Picking and eating crabs is an earthy, down-home way to enjoy these tasty crustaceans. Crabs don't give up their treasures easily. Picking crab meat takes some time to learn, but it's pretty easy when you know how it's done.
First, prepare a large workspace. Lay down newspaper because you're going to get messy (there's nothing refined about pickin' crabs). Use a bowl for your cooked crabs, a bowl for good shells (you can use these to make stocks and sauces), and a bowl for the pure meat. It's best to have an easy to access and open trashcan nearby. You may also want to have nutcrackers, wooden mallets, and lots of paper towels on hand.
Pick off the Legs
Start by removing all the legs and claws first. Do this by grabbing the very base of each leg and pulling it away. Set the legs aside for later.
Peeling off the Plate
If you turn a crab over, you'll notice a plate on the bottom. A narrow, pointy plate means it's a male crab (a "jimmy" in East Coast terms). Female crabs, called "sooks" in the East, have wide, triangular plates. Slip your finger under the plate and peel it back. Grab the base and pull the whole thing away.
Opening the Body
Now it's time to open the body. Wedge your thumbs on opposite sides of the body, then pull the top of the crab away from the bottom and brace yourself; there will be all sorts of icky-looking stuff in there.
Remove the Lungs
The crab's lungs appear as feathery cones lining the side of the body. Remove them and throw them away. An old wives' tale says crab lungs are toxic, but they're actually just not digestible and taste terrible.
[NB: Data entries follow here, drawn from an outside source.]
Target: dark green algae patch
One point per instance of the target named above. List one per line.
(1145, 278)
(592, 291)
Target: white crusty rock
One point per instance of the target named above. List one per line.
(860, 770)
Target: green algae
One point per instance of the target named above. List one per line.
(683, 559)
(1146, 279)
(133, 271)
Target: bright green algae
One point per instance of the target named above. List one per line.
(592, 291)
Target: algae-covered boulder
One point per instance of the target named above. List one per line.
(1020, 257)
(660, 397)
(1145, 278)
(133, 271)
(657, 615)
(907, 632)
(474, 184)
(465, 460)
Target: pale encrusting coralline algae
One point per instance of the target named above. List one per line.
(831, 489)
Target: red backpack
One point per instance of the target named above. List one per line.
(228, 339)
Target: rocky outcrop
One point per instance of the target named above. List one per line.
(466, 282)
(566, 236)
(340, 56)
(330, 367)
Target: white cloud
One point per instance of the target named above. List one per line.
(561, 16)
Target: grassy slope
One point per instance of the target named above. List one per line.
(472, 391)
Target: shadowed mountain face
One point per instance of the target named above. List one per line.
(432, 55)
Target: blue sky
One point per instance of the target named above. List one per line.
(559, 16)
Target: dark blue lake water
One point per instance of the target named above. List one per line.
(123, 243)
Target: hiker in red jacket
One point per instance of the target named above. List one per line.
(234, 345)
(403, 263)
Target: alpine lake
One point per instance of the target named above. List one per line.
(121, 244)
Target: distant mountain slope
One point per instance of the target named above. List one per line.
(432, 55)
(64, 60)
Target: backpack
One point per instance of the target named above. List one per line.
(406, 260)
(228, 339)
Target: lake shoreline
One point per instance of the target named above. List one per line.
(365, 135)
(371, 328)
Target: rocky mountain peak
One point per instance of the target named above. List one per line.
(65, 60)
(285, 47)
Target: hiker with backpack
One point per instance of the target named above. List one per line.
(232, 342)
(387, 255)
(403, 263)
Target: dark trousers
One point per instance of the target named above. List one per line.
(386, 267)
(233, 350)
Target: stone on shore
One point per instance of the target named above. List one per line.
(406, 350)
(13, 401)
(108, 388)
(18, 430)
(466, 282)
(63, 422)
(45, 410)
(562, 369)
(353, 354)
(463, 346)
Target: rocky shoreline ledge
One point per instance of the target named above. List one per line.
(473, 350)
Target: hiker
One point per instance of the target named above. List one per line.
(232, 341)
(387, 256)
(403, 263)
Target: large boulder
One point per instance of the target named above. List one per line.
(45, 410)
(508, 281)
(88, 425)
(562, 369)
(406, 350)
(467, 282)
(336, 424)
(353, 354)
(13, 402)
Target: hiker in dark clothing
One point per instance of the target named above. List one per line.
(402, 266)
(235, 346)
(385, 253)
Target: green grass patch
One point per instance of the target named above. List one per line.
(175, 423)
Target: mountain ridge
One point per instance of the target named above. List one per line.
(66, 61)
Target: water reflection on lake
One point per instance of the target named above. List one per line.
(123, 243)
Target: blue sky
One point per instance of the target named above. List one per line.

Now scrape out the gooey stuff in the center of the crab's body's two equal solid parts. The greenish stuff is the liver, called the tomalley. You can eat it and many love this part of the crab. If you have a female crab and you see bright orange stuff inside, that is edible. It's the roe or eggs, also called "coral" in shellfish. Coral is delicious when it's warmed and served on toast or used in crab cakes. You can also add it to crab soups; it's the key ingredient in she-crab soup.
Getting to the Body Meat
There's a lot of good meat in the body of most crabs, especially blue and Dungeness crabs. It's located in cartilage-lined channels in each of the two equal sides of the body. Grasp each side and break the body in half to get to it.
Extracting the Body Meat
Now you'll pick out the meat from this maze of cartilaginous channels. It can be daunting at first but don't get discouraged. You'll learn how to navigate this maze and the picking will go much faster after a few efforts.
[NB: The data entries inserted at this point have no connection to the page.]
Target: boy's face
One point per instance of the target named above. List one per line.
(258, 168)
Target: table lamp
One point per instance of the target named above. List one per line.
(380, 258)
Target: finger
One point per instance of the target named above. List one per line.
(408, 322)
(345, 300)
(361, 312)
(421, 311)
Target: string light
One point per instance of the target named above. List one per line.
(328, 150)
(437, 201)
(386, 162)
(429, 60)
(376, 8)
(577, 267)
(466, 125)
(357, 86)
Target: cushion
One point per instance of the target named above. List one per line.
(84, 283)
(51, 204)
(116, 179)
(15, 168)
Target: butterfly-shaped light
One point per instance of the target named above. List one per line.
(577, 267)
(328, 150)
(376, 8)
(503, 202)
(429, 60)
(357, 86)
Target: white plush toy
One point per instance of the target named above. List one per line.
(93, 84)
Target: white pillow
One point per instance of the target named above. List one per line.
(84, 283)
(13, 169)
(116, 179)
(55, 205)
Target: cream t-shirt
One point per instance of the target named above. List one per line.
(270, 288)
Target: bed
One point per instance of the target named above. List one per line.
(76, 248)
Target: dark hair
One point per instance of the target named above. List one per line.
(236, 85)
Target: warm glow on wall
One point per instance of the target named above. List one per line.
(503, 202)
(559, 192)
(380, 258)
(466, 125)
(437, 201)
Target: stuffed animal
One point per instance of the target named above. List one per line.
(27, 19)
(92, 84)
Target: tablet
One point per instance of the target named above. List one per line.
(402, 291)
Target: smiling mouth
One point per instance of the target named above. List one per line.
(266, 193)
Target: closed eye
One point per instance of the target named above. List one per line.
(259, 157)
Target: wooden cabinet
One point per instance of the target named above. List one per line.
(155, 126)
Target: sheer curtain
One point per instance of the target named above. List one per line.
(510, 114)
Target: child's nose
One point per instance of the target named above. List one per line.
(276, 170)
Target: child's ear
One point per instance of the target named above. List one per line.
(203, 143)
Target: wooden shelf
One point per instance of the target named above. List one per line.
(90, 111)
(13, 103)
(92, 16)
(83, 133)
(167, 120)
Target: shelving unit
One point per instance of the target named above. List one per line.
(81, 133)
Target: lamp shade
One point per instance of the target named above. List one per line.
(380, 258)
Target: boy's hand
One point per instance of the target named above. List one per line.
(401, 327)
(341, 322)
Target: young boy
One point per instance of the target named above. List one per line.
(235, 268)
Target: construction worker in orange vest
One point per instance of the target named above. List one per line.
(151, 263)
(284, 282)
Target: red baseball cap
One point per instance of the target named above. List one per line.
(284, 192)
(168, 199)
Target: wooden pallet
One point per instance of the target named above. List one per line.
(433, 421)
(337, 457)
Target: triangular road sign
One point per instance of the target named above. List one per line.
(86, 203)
You might only want to bother with this part if you have Dungeness, blue crabs, or any other crab with a top shell that's wider than 5 1/2 inches. The bodies of smaller crabs are tasty, but you'll do a lot of work for just a little meat. Add the bodies of smaller crabs into stocks and sauces instead to get that sweet crab flavor.
Starting on the Claws
Start with the legs and claws by gently pulling the lower part of each claw off. This often pulls all the inner claw meat with it, but it'll be attached to a hard, cartilaginous fin-shaped thing in the center. Just pinch the meat at the base of the claw and pull it away from the cartilage.
Picking Meat From the Legs
The meat inside the legs can best be extracted by breaking the joints backward. Just like with the claws, the meat will usually remain attached to a thin piece of cartilage. Slip the meat from this cartilage. Again, you might only want to bother with this if you have large crabs.
Finishing up With the Nut Cracker
Finish your crab by cracking the hard-shelled claws and knuckles with a nutcracker. Some people like the knuckle meat best because of its sweet flavor.
Use just enough pressure to crack the claw. Gently increase pressure until the claw is cracked, then pick away the shell and extract the meat. If you crush it too forcefully, you'll mash the meat and bits of the shell will grind into it.
If all this sounds like a lot of work, don't worry. You'll be able to pick a crab in just a few minutes once you get the hang of it.